Fletcher doesn't mention two other very serious flaws:
- Relies upon Obama administration. It relies upon the Treasury Department to declare the yuan to be an undervalued currency and upon the Commerce Department to act when a U.S. company is hurt because of an undervalued currency. But the Obama administration has been reluctant to take any action, whatsoever.
- Does not address Chinese barriers to U.S. products. It does not address China's many tariff and non-tariff barriers to American products.
We have proposed an alternative that does not share these flaws: a tariff, with a rate tied to our trade deficit with China. Not only would it comply with a special WTO rule which lets trade deficit countries restrict imports in order to avoid balance of payments problems, but it would also address all of the specific problems of the currency-reform bill:
- Acts Immediately. The tariff could go into effect right away. The balancing trade could pull the United States out of the Great Recession just as our growing exports to Europe pulled us out of the Great Depression in 1939.
- No suits necessary. All American producers are helped whether or not their industry files a suit.
- No Obama administration discretion. Congress would set the tariff rate as the amount needed to collect a pre-determined percentage of our trade deficit with China.
- Takes down Chinese Trade Barriers. The Chinese government could lower the tariff rate by encouraging imports of American products.
Here's how the numbers of our proposal would work in practice. Let's assume that Congress specifies that the tariff should collect 50% of our trade-deficit with China. In 2009, we imported $305 billion from China, but the Chinese government only let its people import $86 billion from us, creating a trade deficit of $219 billion. If the tariff were designed to take in 50% of our trade deficit, that would be 50% of $219 billion, which is $109.5 billion. An initial tariff rate of 36% on $305 billion of imports from China would be designed to take in that $109.5 billion in tariff revenue.
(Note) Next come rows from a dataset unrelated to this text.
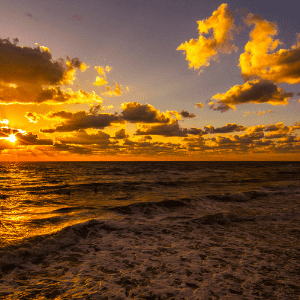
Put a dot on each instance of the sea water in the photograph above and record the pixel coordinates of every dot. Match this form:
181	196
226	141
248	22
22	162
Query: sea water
150	230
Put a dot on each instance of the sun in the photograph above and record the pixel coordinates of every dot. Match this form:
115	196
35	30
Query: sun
12	138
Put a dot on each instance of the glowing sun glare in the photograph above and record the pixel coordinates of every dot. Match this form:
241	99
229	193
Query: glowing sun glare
12	138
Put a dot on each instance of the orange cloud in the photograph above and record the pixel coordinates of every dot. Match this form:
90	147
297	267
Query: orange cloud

In order to be sensitive to movements of trade toward balance, the tariff rate could be automatically adjusted each quarter, based upon our exports and imports of the previous four quarters. Once trade moves into relative balance, the tariff would disappear.
[Note: Ian Fletcher misidentifies the bill as being Senator Stabenow's bill, perhaps because of this misleading article. It is actually a bipartisan bill introduced by Senator Charles Schumer.]